Aide médicale à mourir: cinq ordres professionnels interpellent les gouvernements

Cinq ordres professionnels, dont le Collège des médecins du Québec, joignent leur voix pour réclamer aux gouvernements fédéral et provincial de réviser et d’harmoniser rapidement leur loi respective afin d’éliminer toute ambiguïté concernant les critères de l’aide médicale à mourir.

Dans un communiqué diffusé mardi, le Collège des médecins, l’Ordre des infirmières et infirmiers, l’Ordre des pharmaciens, la Chambre des notaires ainsi que l’Ordre des travailleurs sociaux et des thérapeutes conjugaux et familiaux du Québec implorent également les deux paliers de gouvernement de ne pas retarder le processus en portant le jugement Gladu et Truchon en appel.

Pour rappel, la juge Christine Baudouin de la Cour supérieure a déclaré inopérantes les dispositions de la Loi concernant les soins de fin de vie, qui demandent que la personne soit «en fin de vie», et du Code criminel, qui exige que la mort naturelle de la personne soit devenue «raisonnablement prévisible» pour être admissible à l’aide médicale à mourir.

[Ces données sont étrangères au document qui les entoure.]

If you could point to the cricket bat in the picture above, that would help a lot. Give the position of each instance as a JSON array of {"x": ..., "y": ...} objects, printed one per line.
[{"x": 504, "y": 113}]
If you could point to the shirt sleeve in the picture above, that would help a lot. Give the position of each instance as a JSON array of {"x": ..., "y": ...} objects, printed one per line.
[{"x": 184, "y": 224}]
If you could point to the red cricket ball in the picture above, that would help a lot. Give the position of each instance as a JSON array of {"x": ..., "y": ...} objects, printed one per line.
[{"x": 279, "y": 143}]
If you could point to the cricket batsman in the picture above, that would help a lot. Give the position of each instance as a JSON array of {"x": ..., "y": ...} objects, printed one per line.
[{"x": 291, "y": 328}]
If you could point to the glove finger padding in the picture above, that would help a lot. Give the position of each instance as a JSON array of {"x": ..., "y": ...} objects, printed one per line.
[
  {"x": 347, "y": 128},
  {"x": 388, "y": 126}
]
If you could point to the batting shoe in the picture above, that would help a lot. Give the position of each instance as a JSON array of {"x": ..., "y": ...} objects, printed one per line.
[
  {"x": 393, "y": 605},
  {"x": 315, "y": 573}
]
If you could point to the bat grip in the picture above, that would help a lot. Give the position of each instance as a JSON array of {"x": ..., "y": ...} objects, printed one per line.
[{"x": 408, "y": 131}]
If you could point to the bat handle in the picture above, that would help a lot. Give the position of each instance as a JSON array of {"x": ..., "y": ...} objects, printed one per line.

Dans son jugement rendu le 11 septembre, la juge Baudouin donnait six mois aux deux gouvernements pour adapter leur loi en conséquence, tout en permettant à Jean Truchon et à Nicole Gladu de bénéficier d’une exemption constitutionnelle pour qu’ils aident droit à l’aide médicale à mourir avant l’entrée en vigueur des changements législatifs.

Selon le président du Collège des médecins, le DMauril Gaudreault, «nous sommes rendus à cette étape et il faut aller de l’avant pour le bien des patients, en particulier pour madame Gladu et monsieur Truchon, qui ne méritent pas qu’on leur impose un délai ni qu’on ajoute un fardeau à celui de leur souffrance».

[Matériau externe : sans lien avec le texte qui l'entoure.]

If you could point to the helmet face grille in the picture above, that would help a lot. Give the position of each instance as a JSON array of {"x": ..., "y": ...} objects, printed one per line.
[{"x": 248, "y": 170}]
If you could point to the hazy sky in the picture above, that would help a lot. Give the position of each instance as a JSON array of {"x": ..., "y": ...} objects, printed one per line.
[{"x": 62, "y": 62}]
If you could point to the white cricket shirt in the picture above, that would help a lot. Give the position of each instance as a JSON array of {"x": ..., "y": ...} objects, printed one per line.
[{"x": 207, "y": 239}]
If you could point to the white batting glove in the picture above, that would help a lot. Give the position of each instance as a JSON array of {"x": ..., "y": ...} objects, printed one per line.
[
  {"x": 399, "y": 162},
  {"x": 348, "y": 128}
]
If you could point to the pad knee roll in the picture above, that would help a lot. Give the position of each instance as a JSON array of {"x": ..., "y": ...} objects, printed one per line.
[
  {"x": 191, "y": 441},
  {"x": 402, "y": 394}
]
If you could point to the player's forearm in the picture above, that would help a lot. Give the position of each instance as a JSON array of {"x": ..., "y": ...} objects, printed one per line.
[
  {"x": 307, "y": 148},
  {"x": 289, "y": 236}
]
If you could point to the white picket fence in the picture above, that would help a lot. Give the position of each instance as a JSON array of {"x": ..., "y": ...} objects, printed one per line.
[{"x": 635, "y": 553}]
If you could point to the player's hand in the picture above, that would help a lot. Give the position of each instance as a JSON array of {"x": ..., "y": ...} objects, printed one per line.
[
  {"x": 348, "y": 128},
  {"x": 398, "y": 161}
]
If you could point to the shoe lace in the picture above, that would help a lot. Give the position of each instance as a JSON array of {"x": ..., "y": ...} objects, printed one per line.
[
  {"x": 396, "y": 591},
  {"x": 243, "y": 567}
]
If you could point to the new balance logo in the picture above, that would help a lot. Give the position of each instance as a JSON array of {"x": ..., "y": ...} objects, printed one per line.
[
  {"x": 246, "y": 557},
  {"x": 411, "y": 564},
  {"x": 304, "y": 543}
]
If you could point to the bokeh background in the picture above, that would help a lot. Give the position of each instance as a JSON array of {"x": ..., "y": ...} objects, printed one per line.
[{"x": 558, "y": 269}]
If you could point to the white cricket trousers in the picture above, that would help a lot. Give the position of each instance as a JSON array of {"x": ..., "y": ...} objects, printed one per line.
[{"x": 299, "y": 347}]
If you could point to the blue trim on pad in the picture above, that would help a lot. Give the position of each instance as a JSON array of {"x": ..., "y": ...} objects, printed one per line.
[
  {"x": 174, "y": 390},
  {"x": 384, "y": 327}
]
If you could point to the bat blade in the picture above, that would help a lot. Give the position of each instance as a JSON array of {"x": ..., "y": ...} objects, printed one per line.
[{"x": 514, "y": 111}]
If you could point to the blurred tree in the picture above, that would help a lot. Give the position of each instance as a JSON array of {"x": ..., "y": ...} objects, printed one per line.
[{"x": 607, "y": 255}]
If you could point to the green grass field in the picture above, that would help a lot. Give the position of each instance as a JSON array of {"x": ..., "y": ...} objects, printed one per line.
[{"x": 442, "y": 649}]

Les cinq ordres professionnels demandent aux gouvernements de réviser «sans plus tarder» leur loi respective et de s’assurer de les harmoniser «pour enlever toute ambiguïté concernant l’exercice des droits des personnes». 

Le gouvernement Legault fera connaître sa décision de porter ou non en appel le jugement de la Cour supérieure «quand elle sera prise», d’ici le 16 octobre, a indiqué au Soleil le cabinet de la ministre de la Justice, Sonia LeBel.

On ne connaît pas non plus les intentions d’Ottawa. Chez Justice Canada, personne n’avait donné suite à notre demande au moment d’écrire ces lignes.